There are four zoning articles on the warrant for the 2010 Town Meeting. Three are sponsored by the Planning Board and one is sponsored by the Recreation Commission. A summary of each of the articles appears below. One of the Planning Board articles would create an adaptive use special permit process for properties on North Main Street across from the Business-General district.  This is repeated from last year after it fell just short of the 2/3 vote needed for approval. A second article would amend the requirements for accessory apartments in order to allow rental income to be received, and to allow occupancy by those who are not related to the owners nor serve as domestic help. The third amends the references to flood maps in order to recognize the new flood maps that will be available in June.

Sponsored by Planning Board

Adaptive Use Special Permit – This is a resubmission of an article that was first submitted last year. It would allow very limited business use, by special permit only, with tight controls on changes to the building. It essentially applies to just two buildings on North Main Street. They are directly across the street from the Sherborn Inn, which is in the Business General district, but these properties are zoned residential. They are clearly unique within the Residential A district because they are directly across the street from (and one actually abuts) the Business G district. Under this amendment, those houses would be required to continue at least one residence on the premises, but would be allowed some limited commercial uses (professional offices, studios, retail for handcrafted goods or arts and crafts items or antiques only). In return, the residential character of the premises must be maintained and historic or architectural aspects of the buildings must be retained or enhanced.

Accessory Apartments – This article essentially removes the prohibition against collecting rent and allowing persons who are not either relatives or domestic help to occupy an accessory apartment. It also increases the maximum size to 1200 square feet, but retains the limit of 30% of the primary dwelling (thus, only houses larger than 4000 square feet would qualify for an accessory apartment up to 1200 square feet). It puts Sherborn in line with other similar towns including Carlisle, Dover, Lincoln, Wayland and Weston (see attached table).

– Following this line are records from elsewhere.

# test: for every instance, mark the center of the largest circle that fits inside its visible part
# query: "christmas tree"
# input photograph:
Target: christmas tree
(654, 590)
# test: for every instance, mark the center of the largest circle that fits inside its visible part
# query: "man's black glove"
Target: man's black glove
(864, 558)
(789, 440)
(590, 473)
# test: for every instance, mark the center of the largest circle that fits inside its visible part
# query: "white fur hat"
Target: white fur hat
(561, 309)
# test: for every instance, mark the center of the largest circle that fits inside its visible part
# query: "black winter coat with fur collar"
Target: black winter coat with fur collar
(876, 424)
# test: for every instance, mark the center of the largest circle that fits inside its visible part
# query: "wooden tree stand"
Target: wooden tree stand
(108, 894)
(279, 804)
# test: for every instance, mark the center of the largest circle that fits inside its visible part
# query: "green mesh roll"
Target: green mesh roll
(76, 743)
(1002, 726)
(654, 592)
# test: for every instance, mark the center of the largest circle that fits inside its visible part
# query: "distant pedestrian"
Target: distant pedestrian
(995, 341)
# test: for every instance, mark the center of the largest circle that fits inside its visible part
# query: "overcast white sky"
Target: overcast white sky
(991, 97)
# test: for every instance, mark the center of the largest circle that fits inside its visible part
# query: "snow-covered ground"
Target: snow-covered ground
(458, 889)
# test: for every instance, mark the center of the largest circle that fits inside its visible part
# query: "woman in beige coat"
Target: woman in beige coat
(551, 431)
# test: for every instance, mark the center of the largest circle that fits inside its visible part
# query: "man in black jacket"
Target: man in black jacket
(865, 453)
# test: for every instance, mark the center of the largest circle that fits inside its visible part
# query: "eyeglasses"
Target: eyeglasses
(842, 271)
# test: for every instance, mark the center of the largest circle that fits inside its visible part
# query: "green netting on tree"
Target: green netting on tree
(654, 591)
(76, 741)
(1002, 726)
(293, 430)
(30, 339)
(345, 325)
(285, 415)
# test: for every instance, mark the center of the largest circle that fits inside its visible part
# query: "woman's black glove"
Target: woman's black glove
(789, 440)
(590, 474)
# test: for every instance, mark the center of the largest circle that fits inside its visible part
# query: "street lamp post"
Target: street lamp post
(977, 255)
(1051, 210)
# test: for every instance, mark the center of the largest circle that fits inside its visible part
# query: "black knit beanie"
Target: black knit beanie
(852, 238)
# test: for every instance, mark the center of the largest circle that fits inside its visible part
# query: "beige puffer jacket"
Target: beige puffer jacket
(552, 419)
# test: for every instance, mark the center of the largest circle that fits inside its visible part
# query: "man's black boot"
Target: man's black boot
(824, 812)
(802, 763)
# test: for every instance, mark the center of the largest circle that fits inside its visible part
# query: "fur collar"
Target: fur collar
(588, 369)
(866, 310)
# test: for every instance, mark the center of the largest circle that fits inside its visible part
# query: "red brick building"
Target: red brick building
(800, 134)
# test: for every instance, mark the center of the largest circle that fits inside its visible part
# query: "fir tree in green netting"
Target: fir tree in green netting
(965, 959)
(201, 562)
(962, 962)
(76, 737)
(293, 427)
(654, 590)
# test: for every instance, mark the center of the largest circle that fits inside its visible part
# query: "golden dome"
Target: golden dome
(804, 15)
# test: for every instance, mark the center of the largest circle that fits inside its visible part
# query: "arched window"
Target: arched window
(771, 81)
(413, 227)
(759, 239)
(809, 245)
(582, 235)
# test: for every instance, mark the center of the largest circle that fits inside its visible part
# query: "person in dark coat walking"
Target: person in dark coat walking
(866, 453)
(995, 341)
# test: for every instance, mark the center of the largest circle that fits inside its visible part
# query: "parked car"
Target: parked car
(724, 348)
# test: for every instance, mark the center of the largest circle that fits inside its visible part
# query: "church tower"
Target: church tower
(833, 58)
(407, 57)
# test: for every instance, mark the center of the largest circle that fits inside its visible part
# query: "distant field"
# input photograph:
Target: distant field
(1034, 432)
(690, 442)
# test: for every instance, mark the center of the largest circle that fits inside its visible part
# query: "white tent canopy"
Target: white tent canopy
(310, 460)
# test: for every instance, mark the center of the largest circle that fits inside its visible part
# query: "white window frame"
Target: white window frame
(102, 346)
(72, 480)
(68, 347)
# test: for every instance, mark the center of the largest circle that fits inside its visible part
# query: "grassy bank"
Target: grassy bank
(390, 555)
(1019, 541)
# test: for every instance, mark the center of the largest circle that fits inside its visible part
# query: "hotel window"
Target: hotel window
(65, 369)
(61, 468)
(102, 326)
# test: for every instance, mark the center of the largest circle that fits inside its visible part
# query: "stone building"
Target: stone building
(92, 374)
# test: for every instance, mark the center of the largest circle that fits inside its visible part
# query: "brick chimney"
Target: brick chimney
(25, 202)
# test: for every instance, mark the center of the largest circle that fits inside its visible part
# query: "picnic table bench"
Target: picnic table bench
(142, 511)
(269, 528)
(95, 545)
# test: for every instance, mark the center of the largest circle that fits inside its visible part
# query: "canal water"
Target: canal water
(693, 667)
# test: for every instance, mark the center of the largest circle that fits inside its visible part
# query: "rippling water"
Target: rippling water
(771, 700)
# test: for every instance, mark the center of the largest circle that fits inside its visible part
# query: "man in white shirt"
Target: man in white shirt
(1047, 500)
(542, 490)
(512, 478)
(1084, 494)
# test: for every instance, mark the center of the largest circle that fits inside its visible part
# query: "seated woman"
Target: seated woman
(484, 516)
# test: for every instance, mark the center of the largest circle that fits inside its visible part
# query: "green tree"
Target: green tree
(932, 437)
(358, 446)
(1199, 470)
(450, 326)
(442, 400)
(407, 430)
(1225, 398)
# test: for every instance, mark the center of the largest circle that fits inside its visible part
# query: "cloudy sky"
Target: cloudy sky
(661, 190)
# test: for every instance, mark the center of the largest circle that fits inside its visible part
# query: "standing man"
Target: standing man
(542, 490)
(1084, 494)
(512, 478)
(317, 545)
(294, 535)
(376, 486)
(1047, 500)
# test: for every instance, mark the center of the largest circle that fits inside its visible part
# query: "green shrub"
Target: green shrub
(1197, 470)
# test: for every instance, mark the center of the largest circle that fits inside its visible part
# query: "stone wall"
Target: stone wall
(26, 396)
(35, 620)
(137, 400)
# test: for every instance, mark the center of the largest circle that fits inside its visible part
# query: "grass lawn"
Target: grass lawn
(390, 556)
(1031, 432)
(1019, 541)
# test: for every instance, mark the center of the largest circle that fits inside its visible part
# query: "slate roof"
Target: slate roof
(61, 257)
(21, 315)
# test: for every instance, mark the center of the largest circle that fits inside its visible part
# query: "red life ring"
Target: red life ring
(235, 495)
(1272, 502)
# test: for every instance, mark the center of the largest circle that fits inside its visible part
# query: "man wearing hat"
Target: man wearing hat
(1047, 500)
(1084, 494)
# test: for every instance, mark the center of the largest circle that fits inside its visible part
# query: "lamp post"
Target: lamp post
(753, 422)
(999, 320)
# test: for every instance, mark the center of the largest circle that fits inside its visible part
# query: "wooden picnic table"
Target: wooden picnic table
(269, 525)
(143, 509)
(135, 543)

Flood Plain District – This is a housekeeping measure that updates the references to the FEMA flood maps (which have been redone and will be dated June 4, 2010. It also adds a phrase (at the request of FEMA) that the section of the bylaw applies whether or not such land is within a “Regulatory Floodway” designated by FEMA. Our bylaw makes no distinction between Regulated Floodways and other land anyway so adding this phrase really has no effect.

Sponsored by Recreation Commission (Withdrawn)

Accessory Municipal Use and Height Exception – This article does two things: it allows an accessory municipal use (which is private use of municipal property though a contractual arrangement) to exceed 250 square feet in area and adds temporary municipal uses to the list of uses exempt from the height requirement (municipal uses are already exempt).